We visited the market square in Preston, where the earliest missionaries (including Orson Hyde and Heber C. Kimball) preached and the house on the corner of Fox Street and St. Wilfrid Street, not far away, where they first lodged. It’s empty and derelict, but it’s still standing — and if I had the money to do so I would buy it. Why? Because there’s a truly remarkable story behind it — see Peter Fagg’s article “A Satanic Attack on the First Missionaries in Preston, England” — and because I’m afraid that it will be demolished if somebody doesn’t step in to save it fairly soon. The young Gordon B. Hinckley also preached in Preston’s market square, and we visited the house in which he was living when, deeply discouraged, he wrote to his father that he was wasting his time and his father’s money and that he should just come home. His father’s response was that he should forget about himself and get to work. President Hinckley later described that as a pivotal moment in his life. (Please remind me to pass on an analogous story that we were told today about very late in his life.)

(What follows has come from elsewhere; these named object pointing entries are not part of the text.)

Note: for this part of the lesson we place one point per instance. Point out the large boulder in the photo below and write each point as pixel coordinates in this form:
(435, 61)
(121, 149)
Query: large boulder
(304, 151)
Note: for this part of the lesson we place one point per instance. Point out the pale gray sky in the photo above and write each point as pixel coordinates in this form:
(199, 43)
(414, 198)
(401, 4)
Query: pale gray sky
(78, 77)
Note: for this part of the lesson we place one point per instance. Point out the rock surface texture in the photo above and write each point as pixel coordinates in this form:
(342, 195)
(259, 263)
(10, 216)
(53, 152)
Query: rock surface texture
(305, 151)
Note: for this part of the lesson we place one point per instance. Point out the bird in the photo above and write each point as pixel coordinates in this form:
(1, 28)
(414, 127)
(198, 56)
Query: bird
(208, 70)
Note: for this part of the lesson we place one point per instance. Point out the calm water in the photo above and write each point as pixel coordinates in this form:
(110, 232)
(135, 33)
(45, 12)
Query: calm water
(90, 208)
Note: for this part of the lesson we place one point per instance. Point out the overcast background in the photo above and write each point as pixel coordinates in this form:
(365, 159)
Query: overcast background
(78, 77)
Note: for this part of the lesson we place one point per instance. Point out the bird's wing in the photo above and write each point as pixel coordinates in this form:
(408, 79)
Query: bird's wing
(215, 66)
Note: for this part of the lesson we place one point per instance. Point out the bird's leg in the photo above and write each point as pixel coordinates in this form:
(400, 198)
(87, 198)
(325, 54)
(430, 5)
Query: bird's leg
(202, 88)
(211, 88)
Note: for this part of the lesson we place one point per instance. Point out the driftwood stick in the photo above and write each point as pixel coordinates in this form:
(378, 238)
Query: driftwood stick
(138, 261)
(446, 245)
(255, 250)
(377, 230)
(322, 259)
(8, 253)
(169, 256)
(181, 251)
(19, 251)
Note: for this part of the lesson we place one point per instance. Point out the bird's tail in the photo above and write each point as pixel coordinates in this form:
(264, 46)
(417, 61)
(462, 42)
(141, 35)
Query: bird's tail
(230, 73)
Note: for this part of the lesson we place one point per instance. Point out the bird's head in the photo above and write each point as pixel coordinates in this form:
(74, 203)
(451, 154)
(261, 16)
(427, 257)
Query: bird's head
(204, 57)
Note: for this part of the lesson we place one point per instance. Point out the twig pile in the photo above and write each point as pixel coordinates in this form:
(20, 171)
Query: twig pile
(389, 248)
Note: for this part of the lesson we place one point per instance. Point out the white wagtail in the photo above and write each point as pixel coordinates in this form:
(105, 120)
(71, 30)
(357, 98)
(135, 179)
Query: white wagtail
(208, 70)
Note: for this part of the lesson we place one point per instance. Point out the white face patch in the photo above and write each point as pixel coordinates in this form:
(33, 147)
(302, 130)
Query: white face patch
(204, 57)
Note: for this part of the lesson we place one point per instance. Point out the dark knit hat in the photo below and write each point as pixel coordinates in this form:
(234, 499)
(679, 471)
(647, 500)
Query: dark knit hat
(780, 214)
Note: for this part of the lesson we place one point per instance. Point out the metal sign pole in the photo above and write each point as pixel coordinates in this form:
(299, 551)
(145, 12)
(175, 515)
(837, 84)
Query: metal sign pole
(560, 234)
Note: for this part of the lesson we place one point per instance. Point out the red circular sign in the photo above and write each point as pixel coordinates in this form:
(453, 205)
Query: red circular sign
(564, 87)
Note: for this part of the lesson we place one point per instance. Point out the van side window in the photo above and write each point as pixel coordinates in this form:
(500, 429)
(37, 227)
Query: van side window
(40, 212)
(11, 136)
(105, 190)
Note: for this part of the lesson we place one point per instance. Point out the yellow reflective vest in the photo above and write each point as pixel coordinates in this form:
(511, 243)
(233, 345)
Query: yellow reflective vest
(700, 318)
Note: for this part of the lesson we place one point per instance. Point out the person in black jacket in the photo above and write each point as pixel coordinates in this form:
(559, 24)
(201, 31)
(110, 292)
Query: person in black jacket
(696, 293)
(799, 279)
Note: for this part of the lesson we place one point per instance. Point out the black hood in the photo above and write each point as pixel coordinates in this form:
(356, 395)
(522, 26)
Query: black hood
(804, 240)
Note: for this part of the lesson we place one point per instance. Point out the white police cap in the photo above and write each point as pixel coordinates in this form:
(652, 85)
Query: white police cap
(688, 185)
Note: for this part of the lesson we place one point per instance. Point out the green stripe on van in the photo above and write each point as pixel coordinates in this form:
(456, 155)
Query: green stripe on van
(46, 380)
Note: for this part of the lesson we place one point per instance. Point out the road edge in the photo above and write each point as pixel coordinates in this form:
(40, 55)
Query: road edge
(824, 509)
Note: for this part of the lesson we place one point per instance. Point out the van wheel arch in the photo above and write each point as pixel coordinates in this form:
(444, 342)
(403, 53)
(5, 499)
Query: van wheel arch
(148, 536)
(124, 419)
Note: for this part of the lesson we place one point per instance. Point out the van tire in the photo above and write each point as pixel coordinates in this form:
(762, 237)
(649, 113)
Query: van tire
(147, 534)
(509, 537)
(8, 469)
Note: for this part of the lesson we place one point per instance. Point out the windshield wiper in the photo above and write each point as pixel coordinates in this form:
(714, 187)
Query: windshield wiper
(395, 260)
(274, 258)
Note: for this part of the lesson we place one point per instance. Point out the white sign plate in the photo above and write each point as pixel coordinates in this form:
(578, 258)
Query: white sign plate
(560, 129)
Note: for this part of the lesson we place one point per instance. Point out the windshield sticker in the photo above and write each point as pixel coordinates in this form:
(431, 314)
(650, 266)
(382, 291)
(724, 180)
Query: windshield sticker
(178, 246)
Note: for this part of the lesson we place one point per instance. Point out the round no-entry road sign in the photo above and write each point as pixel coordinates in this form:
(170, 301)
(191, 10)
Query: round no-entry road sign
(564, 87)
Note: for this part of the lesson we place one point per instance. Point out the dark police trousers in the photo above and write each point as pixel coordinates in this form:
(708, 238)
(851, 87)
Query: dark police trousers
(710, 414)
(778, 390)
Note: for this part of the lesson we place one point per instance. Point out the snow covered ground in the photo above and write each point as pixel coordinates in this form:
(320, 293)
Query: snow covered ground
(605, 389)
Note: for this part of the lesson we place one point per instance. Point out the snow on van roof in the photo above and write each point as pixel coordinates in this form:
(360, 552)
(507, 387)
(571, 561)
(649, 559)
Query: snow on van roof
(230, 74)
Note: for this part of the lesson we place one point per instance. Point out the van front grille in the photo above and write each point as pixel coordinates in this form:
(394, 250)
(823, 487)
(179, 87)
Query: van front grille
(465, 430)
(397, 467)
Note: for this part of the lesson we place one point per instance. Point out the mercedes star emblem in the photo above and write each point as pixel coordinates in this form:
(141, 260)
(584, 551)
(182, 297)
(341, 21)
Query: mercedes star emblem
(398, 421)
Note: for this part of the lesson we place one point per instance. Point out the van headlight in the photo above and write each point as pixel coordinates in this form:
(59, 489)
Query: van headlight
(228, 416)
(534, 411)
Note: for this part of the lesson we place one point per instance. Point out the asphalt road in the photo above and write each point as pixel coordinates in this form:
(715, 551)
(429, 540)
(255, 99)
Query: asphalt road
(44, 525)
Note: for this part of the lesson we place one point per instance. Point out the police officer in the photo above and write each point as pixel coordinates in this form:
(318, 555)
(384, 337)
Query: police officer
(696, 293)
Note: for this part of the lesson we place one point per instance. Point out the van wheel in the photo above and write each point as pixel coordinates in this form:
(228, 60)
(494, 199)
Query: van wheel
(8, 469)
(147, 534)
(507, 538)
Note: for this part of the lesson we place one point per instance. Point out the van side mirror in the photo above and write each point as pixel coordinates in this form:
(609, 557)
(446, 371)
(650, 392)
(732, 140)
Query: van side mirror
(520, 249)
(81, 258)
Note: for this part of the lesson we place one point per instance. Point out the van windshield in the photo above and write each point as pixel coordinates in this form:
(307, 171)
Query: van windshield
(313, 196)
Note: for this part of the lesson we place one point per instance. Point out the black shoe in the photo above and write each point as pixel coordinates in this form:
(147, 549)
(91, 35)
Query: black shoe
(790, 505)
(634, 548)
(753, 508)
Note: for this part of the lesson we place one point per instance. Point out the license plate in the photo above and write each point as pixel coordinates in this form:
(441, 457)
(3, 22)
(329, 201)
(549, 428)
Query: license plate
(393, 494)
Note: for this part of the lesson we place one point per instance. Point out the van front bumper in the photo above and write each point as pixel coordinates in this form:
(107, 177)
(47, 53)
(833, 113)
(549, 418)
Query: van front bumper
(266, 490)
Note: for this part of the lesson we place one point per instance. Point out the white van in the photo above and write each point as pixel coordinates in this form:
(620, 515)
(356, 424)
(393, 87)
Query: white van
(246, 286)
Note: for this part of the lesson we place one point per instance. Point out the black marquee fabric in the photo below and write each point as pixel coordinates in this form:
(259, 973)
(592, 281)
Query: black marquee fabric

We then drove up the Ribble Valley, through the town of Chatburn to the village of Downham. Elder Kimball was told to bother with neither village, because the people in them were irreligious and godless. He went anyway and had phenomenal success. We went into the Anglican chapel that stands at the top of the village of Downham for some brief remarks from Kris Frederickson about the history of Protestantism in England, with an emphasis on George Fox and Quakerism (for reasons related to nearby Pendle Hill). While she was speaking, Lt. Col. The Hon. Ralph Christopher Assheton (pronounced like Ashton) slipped in at the back of the church. He is the heir apparent to his 95-year-old father, Ralph John Assheton, 2nd Baron Clitheroe (aka “Lord Clitheroe”); the Assheton family has owned the entirety of Downham and the surrounding fields and farms since 1558. Seeing our motor coach parked on the street and assuming correctly that we were a group of visiting Latter-day Saints, he had come over to welcome us. A very pleasant chap, one might say. Very friendly and kind. I had never previously met any of the Assheton family, so this was something of a treat.
We also visited what has come to be called “Elder Holland’s oak.” It’s a tree at the end of Downham, a little bit of a walk uphill from the road, to which, as a member of the Seventy and as the then area president for Great Britain, Elder Jeffrey R. Holland would repair whenever he wanted to consider and to pray about a challenging issue. It was at “Elder Holland’s Oak” that, he has said, he received a strong answer as to the location of what is now the Preston England Temple. A large stone block has now been placed near the tree with the approval of the Asshetons (who, on the whole, have preferred not to have monuments or signs or markers in the village). It will eventually bear a plaque telling the story of his experience there with regard to the temple. My wife suggested that she take a picture of our group standing in front of the tree and that we send it to Elder Holland as a token of affection. Great idea. He has been kind to us over the years.

Peter Fagg, by the way, is doing a magnificent job. This is at least the fourth or fifth time that we’ve had him with us as a guide, and he has never disappointed. He has always impressed.